Ses parents quant à eux, étaient plus réticents, sans pour autant dénigrer le talent de leur fille, mais de là à faire carrière… Le départ à la capitale s’est fait avec froideur, son père ne lui donnait pas plus de six mois avant son retour au cocon familial. « Je ne suis jamais revenue, lâche Guilaine Londez. En tout cas, pas pour m'y installer. J'ai toujours des attaches à Saint-Gilles. Mais ma mère le savait, si j'étais restée à Saint-Gilles, j'en serais morte. Il fallait que je parte, il y avait quelque chose qui, malgré moi, me poussait à aller là où je suis allée alors que je n’avais rien pour moi, a priori, c’était ce que les gens me renvoyaient. Et pourtant, quand quelqu'un a quelque chose chevillé au corps, le courage et la folie douce sont salvateurs. »

Il y a eu des hauts et des bas, des années de solitude, sans un sou, à vivre dans un appartement de 10 m2 équipé grâce à la générosité d’Amor, le cuisinier du restaurant grec où elle travaillait… Des boulots alimentaires, alors que sa carrière au cinéma avait démarré… Mais la comédienne n'est pas femme à se plaindre. Ce courage, si Guilaine Londez en parle aujourd’hui, ce n’est pas pour l’inscrire dans sa seule histoire, mais de le faire reconnaître dans chaque parcours dont le but est de viser son ou ses rêve(s). "Et on est nombreux. Vivre et être ce qu’on a choisi d’être, demande un courage énorme."

Suite à son premier film, d'autres rôles ont suivi, souvent secondaires, dans des films comme Le Bonheur est dans le pré, Liberté-Oléron, Jean-Philippe ou Zim and Co.. Dans les années 2010, elle se fait surtout remarquer dans des comédies (Bienvenue à bord, 12 ans d’âge, Photo de famille), tout en multipliant les apparitions à la télévision dans des séries telles que Les Petits meurtres d’Agatha Christie, Vive la colo ! ou Les Bracelets rouges, mais aussi Dix pour Cent où elle joue la "fausse" Isabelle Huppert.
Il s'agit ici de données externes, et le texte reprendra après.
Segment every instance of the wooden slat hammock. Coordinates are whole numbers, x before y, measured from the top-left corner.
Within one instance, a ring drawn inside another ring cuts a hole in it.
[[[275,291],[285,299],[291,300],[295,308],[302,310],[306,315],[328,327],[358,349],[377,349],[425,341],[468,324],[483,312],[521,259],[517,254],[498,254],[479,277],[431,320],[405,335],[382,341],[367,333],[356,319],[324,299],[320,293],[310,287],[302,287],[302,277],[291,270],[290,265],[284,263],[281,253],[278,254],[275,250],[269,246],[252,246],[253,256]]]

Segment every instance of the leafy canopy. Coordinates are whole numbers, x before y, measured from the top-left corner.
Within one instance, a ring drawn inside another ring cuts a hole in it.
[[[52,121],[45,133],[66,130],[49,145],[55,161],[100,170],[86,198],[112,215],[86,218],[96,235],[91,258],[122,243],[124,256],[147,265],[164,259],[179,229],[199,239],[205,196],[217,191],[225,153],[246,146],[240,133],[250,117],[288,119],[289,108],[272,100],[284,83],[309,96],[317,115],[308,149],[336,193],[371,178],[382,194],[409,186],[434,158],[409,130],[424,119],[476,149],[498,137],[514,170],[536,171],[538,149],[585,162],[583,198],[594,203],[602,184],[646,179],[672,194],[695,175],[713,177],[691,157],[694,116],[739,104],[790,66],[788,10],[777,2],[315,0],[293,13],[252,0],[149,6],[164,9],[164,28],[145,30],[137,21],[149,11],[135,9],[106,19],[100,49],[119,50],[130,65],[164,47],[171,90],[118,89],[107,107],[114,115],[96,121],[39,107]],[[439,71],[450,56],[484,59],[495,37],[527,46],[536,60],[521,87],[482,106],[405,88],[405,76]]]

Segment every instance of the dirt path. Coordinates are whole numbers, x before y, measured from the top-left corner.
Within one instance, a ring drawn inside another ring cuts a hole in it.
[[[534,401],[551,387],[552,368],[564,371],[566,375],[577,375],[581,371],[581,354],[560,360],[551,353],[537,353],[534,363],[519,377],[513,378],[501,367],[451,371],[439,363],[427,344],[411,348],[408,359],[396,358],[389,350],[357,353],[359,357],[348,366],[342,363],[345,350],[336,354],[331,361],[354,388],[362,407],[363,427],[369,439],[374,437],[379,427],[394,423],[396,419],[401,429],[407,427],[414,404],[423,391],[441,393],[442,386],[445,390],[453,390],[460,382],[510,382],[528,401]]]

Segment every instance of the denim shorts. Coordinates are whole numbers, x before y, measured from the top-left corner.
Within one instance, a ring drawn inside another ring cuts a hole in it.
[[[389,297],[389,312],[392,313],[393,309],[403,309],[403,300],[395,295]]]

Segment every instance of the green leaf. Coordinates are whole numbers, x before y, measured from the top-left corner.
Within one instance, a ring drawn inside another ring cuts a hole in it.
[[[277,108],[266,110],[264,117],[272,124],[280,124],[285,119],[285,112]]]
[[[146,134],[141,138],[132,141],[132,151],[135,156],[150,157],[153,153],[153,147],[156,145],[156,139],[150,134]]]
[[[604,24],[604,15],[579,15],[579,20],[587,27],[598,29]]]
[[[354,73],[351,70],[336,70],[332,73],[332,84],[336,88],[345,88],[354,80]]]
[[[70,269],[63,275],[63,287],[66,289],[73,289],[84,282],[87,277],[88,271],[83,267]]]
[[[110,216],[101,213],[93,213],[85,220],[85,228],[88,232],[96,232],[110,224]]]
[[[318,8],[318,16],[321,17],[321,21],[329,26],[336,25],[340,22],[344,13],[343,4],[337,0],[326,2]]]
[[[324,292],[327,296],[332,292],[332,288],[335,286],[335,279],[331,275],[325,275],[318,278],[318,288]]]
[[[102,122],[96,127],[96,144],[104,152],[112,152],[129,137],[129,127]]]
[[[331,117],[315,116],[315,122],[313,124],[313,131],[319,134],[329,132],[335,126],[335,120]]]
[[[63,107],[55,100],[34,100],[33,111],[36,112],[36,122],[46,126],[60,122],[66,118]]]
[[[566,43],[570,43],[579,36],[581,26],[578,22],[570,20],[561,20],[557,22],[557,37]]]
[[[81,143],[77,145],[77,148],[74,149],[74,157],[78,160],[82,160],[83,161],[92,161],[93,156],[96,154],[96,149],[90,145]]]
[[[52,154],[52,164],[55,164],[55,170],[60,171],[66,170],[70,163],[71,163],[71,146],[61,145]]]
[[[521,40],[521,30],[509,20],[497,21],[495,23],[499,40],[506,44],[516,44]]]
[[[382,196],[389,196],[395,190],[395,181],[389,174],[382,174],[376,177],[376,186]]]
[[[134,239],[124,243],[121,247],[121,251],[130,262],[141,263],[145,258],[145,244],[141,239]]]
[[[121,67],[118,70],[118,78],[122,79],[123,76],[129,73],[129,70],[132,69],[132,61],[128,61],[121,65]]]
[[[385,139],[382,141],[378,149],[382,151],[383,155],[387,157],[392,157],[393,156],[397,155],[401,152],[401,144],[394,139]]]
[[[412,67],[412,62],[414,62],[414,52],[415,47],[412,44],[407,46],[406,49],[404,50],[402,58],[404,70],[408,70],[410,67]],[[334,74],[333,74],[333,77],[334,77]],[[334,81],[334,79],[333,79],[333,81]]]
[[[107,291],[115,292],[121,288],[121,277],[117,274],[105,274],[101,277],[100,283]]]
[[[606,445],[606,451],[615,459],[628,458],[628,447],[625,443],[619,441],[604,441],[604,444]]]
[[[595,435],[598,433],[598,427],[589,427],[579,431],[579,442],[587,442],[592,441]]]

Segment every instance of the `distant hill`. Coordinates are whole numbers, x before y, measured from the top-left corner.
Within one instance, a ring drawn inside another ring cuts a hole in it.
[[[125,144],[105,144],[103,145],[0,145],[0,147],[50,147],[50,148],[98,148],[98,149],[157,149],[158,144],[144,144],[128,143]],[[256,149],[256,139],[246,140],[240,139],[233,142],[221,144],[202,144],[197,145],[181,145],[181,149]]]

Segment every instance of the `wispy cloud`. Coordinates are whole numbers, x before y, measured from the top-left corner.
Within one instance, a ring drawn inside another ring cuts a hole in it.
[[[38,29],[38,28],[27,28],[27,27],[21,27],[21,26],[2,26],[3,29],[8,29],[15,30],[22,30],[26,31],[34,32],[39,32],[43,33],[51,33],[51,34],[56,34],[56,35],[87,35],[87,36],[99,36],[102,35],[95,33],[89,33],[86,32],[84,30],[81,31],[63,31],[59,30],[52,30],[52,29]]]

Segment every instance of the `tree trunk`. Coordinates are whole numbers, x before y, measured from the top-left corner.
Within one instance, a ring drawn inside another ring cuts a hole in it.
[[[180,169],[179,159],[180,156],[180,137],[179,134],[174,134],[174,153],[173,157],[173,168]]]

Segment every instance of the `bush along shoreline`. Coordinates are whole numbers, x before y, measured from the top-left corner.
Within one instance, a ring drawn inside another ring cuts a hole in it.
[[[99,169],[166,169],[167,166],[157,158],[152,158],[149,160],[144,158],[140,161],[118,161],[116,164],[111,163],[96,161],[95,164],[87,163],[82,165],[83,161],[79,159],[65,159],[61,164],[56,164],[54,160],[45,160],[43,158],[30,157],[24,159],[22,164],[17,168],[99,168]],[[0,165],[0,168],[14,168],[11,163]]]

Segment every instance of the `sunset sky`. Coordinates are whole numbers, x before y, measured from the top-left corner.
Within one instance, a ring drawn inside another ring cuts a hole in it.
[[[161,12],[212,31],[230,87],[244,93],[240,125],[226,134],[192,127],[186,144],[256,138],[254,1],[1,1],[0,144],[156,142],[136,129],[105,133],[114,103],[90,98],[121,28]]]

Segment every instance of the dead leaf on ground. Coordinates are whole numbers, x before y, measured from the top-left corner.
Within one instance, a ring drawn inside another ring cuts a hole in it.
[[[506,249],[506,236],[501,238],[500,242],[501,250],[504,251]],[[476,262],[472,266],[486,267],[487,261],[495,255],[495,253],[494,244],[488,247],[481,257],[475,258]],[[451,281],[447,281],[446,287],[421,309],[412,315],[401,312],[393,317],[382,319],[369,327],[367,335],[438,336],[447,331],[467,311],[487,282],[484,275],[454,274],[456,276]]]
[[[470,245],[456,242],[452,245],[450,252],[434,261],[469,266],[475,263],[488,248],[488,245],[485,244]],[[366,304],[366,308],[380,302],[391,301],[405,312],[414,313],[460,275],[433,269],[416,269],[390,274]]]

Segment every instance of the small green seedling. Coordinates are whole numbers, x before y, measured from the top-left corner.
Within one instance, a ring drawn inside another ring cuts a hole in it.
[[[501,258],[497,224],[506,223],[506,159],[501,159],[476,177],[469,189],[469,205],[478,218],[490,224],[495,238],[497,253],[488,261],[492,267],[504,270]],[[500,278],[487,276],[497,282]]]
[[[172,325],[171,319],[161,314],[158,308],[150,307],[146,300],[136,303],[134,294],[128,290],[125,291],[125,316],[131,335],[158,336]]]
Toujours à l’aise dans des registres variés, elle s’illustre également dans des drames et thrillers comme Benedetta (prix d'interprétation féminine au festival Ciné Roman de Nice en 2021), Arrête avec tes mensonges etc, sans jamais s'éloigner de la comédie.

En 2025, elle figurait au casting de Fils de., de Carlos Abascal Peiró et La Fille d’un grand amour d’Agnès de Sacy. Guilaine Londez, c’est aussi une femme de théâtre : L’hiver sous la table, pièce mise en scène par Zabou Breitman, À la Française d’Édouard Baer, Suite française, mise en scène par Virginie Lemoine, et Normal de Jane Anderson, qu’elle joue actuellement aux côtés de Lionel Abelanski, Vincent Deniard, Colombe Ducrot, Jérémy Gillet… La Saint-Gilloise n’a pas à rougir de sa carrière. "J'en suis fière, concède-t-elle. Mais ç'a été et c’est encore un combat."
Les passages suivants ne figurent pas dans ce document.